By Staff Reporter |
Scottsdale leaders have accused senior executives with the weapons company behind the Taser, Axon Enterprises, of using a pay-to-play scheme to sway the outcome of the Scottsdale City Council election.
Scottsdale City Councilman Barry Graham, former Councilman Bob Littlefield, and former State Sen. Michelle Ugenti-Rita made the case for their complaint in a letter to the Axon Enterprise board of directors. All three are also running for council seats.
In a press release, Graham accused Axon’s senior executives of engaging in what appeared to be an attempt to influence the city council election. If their actions were what they appeared to be, said Graham, then that would raise troubling implications concerning corporate involvement in local elections.
The letter to Axon’s board claimed Axon executives funneled over $1.1 million into at least one political action committee their cohorts created — Arizonans for a Better Future — to defeat city council candidates opposed to a rezoning for their company’s headquarters campus.
These same cohorts created another political action committee earlier this month, Better Together, but total funds aren’t yet available since its first campaign finance report won’t be due until July 15.
Ballots for the city council election began to be mailed out on Wednesday.
This power struggle between Scottsdale leadership and Axon can be traced back to 2024, when a lame-duck majority of the Scottsdale City Council approved Axon’s petition to rezone 74 acres for apartments to serve its new headquarters. Scottsdale residents who objected to the rezoning formed the Taxpayers Against Awful Apartment Zoning Exemptions and successfully gathered more than 25,000 signatures for a ballot referendum.
However, before that election could occur, Axon headed off a potential voter rejection of their desired rezoning by convincing the legislature to pass SB 1543, dubbed the “Axon Bill.” The legislation prevents municipalities with populations between 200,000 to 500,000 from allowing residents to weigh in on certain land zoning measures pertaining to hoteling and housing.
The legislative workaround irked Scottsdale’s elected leaders, including key Scottsdale lawmakers who claimed they were left out of discussions on the bill. Mayor Lisa Borowsky accused Gov. Katie Hobbs and the legislature of “unconstitutional overreach” that would ultimately harm the Scottsdale community.

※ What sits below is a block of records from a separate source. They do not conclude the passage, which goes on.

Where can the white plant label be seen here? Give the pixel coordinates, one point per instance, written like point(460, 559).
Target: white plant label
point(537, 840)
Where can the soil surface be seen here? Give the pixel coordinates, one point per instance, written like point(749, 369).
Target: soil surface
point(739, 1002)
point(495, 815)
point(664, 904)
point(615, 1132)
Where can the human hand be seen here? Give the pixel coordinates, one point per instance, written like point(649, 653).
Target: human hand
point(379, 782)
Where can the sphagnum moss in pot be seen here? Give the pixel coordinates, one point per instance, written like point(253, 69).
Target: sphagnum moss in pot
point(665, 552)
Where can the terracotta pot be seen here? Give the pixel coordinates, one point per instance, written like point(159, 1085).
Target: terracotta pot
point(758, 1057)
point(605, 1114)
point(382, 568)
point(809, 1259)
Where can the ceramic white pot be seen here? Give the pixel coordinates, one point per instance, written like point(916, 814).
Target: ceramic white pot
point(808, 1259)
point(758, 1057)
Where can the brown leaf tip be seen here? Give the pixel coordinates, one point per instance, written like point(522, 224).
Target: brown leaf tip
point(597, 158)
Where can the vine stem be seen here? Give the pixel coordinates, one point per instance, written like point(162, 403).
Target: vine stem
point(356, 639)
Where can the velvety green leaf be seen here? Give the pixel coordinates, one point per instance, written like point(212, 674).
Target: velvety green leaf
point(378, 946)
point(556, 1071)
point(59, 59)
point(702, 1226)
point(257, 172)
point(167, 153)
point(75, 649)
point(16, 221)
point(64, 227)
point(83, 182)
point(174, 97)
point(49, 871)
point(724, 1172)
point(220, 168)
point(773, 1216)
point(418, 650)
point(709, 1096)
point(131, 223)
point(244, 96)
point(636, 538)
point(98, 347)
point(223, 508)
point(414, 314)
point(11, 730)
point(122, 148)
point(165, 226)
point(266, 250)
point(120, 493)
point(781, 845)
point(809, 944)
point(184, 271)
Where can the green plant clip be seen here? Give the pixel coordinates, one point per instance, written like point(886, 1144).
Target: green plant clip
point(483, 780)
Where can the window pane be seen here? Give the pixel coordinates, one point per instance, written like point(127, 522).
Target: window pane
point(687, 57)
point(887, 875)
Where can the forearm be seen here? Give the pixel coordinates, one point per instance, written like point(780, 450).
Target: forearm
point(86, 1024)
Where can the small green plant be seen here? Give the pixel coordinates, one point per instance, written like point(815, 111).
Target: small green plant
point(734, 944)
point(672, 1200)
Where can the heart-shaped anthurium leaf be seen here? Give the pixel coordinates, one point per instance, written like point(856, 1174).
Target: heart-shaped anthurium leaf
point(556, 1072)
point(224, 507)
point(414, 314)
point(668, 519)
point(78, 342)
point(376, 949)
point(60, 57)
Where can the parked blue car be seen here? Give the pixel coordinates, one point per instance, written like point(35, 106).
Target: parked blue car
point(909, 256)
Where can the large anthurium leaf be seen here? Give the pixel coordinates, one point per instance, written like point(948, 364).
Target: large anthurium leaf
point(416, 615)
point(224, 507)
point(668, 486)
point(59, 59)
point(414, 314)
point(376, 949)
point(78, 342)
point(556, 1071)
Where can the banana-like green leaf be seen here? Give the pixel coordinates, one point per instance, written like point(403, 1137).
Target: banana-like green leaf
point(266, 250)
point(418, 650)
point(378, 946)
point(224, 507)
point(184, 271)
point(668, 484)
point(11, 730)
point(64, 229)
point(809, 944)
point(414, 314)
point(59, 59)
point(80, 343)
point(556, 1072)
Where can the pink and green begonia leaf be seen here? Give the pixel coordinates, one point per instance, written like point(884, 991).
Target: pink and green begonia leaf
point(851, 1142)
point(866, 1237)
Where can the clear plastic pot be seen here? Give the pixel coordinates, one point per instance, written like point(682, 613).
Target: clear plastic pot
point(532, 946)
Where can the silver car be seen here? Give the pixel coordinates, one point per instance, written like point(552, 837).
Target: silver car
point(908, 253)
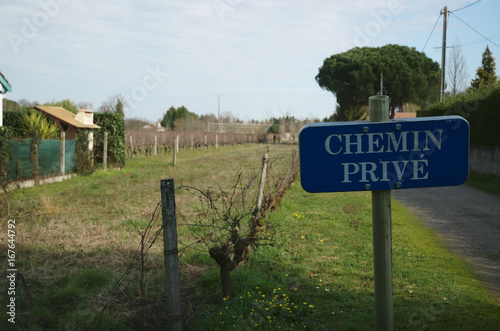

These political action committees were characterized as coordinating entities engaged in “aggressive” political campaigns against Graham, Littlefield, and Ugenti-Rita, whom the letter said were the only three candidates that had supported all but Axon’s apartment component of their headquarters project.
“[T]he circumstantial evidence here is substantial and difficult to ignore. It suggests that senior executives of a major public corporation are attempting to remove local elected officials and candidates perceived as insufficiently supportive of the company’s development objectives,” stated the letter. “Scottsdale voters should decide who represents Scottsdale — not corporate executives, political consultants, or special interests with access to virtually unlimited financial resources.”
The complaint letter relayed that the political action committee was created and entirely funded by Axon leadership.
Axon lobbyist Chris Baker and Axon spokesman David Leibowitz formed the two political action committees. Arizonans for a Better Future received $500,000 from the Axon company itself, $500,000 from Axon CEO Rick Smith, $100,000 from Axon President Josh Isner, and $20,000 from Axon Chief Legal Officer Isaiah Fields.